Ford DID make a 5.7. Before the latest V8's; 4.6 & 5.4, there were the 5.0 and 5.7. Ever heard of a 351W or 351C????


----------



## BAREIN (Dec 26, 2007)

The Ford 351 has been reffered to 5.8 liter not 5.7


----------



## cleveman (Dec 28, 2007)

'88 F250 had forever-16 mpg.

Heater sucks.

Best cure for bad heater is a southern climate.

Next best is a radiator cover.

Loaded with trailer-towing 10 ton-13 mpg.

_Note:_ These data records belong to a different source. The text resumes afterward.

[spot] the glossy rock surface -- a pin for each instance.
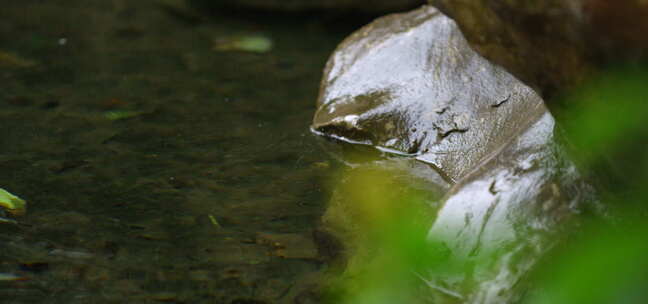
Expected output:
(410, 85)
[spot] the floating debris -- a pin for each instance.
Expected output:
(71, 254)
(252, 43)
(13, 204)
(214, 222)
(12, 60)
(121, 114)
(7, 277)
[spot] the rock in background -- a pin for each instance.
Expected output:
(552, 45)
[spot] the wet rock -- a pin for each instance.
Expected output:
(540, 42)
(305, 5)
(411, 86)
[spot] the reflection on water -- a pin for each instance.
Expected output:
(156, 167)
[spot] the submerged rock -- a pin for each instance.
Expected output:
(410, 85)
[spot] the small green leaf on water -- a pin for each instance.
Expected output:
(214, 221)
(121, 114)
(12, 203)
(252, 43)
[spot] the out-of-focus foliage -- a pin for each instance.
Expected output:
(604, 261)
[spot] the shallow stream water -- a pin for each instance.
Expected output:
(157, 169)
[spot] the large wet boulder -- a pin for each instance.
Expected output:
(410, 86)
(309, 5)
(540, 42)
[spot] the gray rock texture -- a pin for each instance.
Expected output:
(411, 86)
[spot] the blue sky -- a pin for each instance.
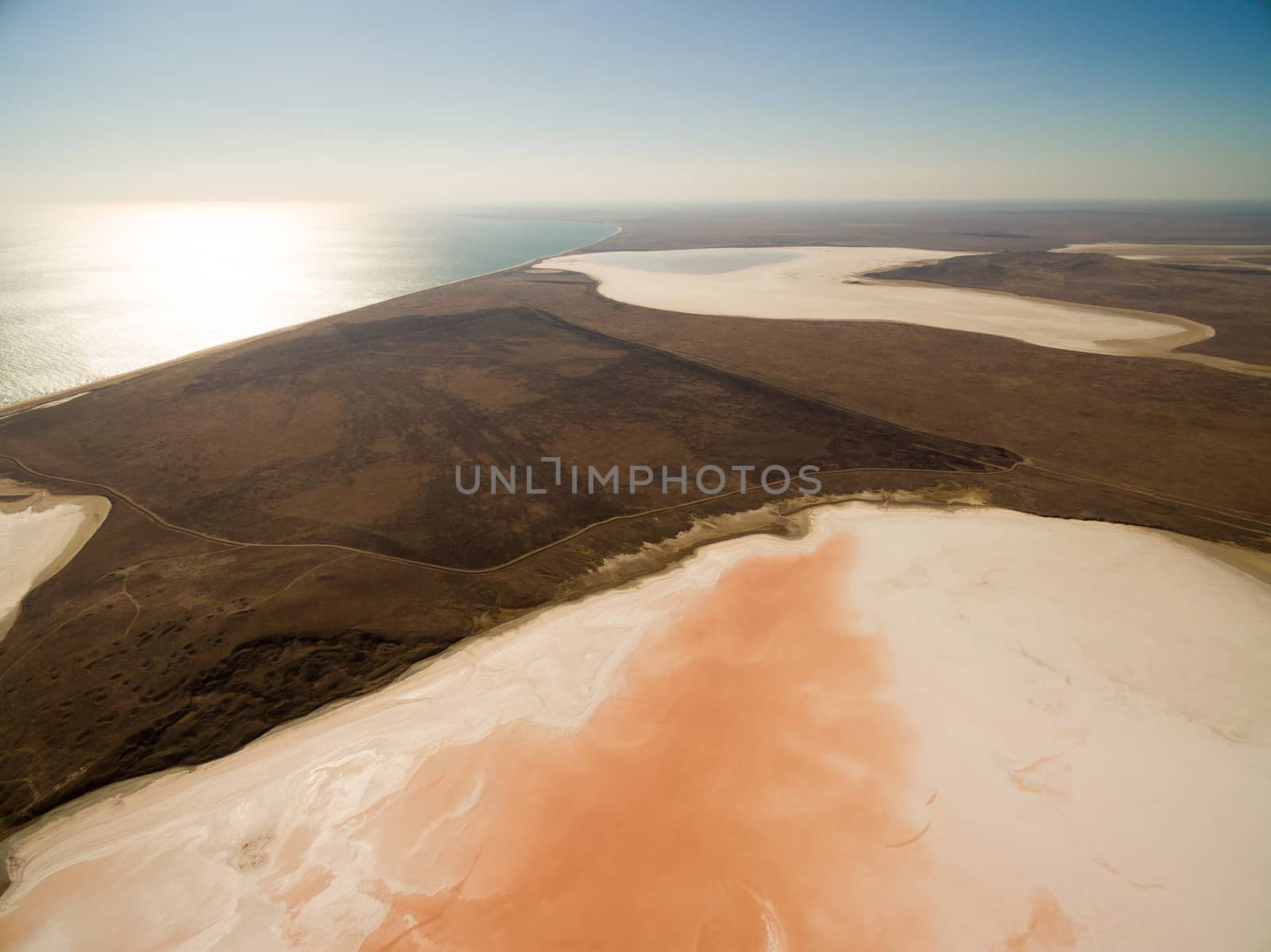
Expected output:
(597, 102)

Don't listen to morons talking about fuel costs-diesel has more ENERGY, therefore it costs 10% more to get 20% more btu's. Good deal.


----------



## angus242 (Oct 20, 2007)

BAREIN said:


> The Ford 351 has been referred to 5.8 liter not 5.7


ABSOLUTELY!!!!!! My bad.....
It's never what I say and ALWAYS what I mean.

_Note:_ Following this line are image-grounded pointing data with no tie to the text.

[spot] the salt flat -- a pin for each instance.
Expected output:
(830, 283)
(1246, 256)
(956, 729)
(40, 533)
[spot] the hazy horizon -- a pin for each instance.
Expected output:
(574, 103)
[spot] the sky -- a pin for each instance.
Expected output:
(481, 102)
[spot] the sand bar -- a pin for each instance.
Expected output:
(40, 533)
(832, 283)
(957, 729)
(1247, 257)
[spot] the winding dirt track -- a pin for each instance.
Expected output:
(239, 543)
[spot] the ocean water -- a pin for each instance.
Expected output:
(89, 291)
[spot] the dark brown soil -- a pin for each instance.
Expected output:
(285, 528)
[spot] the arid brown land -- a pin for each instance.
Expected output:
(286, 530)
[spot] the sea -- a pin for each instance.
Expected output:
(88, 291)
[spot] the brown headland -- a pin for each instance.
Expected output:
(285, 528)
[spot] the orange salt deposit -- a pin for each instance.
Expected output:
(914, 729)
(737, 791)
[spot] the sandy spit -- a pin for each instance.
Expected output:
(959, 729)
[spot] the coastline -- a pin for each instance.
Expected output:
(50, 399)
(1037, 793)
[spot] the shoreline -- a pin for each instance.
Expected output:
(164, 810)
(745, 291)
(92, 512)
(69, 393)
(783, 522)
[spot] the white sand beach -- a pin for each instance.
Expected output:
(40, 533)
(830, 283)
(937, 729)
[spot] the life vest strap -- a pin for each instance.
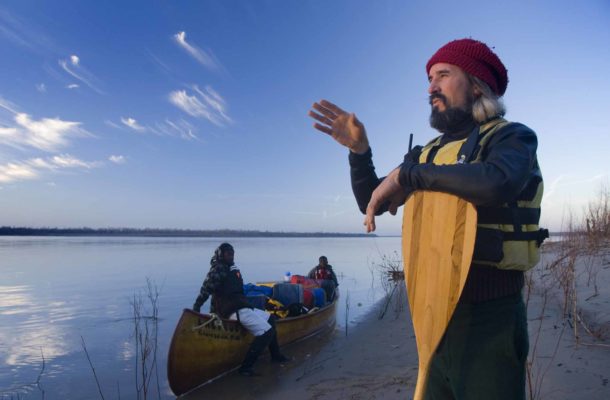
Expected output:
(507, 216)
(538, 236)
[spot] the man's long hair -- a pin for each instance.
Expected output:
(488, 105)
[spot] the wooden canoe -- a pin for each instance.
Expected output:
(203, 349)
(439, 230)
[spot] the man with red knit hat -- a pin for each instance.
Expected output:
(490, 162)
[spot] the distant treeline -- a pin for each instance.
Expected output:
(153, 232)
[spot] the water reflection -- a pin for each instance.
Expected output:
(56, 290)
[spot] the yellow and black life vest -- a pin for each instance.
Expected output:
(508, 236)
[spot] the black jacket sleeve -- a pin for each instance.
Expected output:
(506, 165)
(364, 180)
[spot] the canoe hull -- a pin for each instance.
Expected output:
(199, 355)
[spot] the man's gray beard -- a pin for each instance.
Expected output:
(451, 121)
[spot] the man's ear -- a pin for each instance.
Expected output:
(476, 91)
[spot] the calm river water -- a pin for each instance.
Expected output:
(56, 293)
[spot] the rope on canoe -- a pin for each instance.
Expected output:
(215, 319)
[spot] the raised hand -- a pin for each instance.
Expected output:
(344, 127)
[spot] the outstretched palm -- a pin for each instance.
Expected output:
(344, 127)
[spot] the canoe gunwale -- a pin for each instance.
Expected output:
(290, 330)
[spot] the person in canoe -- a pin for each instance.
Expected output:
(480, 157)
(324, 271)
(226, 286)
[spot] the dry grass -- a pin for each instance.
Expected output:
(573, 270)
(391, 275)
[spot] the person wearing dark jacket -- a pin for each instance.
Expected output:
(324, 271)
(492, 163)
(226, 286)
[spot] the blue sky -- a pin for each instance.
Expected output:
(192, 114)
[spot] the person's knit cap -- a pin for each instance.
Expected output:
(475, 58)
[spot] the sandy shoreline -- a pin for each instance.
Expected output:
(378, 358)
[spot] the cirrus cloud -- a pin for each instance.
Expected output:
(207, 104)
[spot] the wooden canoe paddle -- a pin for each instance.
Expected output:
(438, 234)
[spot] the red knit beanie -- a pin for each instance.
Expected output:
(475, 58)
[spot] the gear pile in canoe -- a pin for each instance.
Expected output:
(205, 347)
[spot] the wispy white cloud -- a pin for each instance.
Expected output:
(73, 67)
(181, 129)
(34, 168)
(117, 159)
(207, 104)
(67, 161)
(132, 124)
(15, 171)
(204, 58)
(46, 134)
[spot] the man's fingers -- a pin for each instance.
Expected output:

5.7 was the GM 350. Geez, and to think I worked for Ford for 12 years


----------



## Joasis (Mar 28, 2006)

angus242 said:


> Ford DID make a 5.7. Before the latest V8's; 4.6 & 5.4, there were the 5.0 and 5.7. Ever heard of a 351W or 351C????


I had a F150 with a 351 MC, the next variation of the Cleveland motor....that was 1977. That truck had 70k miles and had to get an overhaul.....burned oil, 10 MPG....I drove the Dodge that replaced it for nearly 200k, and never had any major repairs. 

Until I bought the Duramax I drive now, I had been a loyal Dodge fan.....it would take a lot to get me to switch now...my diesel gets an average of 16, loaded or empty, pulls like a fiend, and rides nice....what more could a guy want?


----------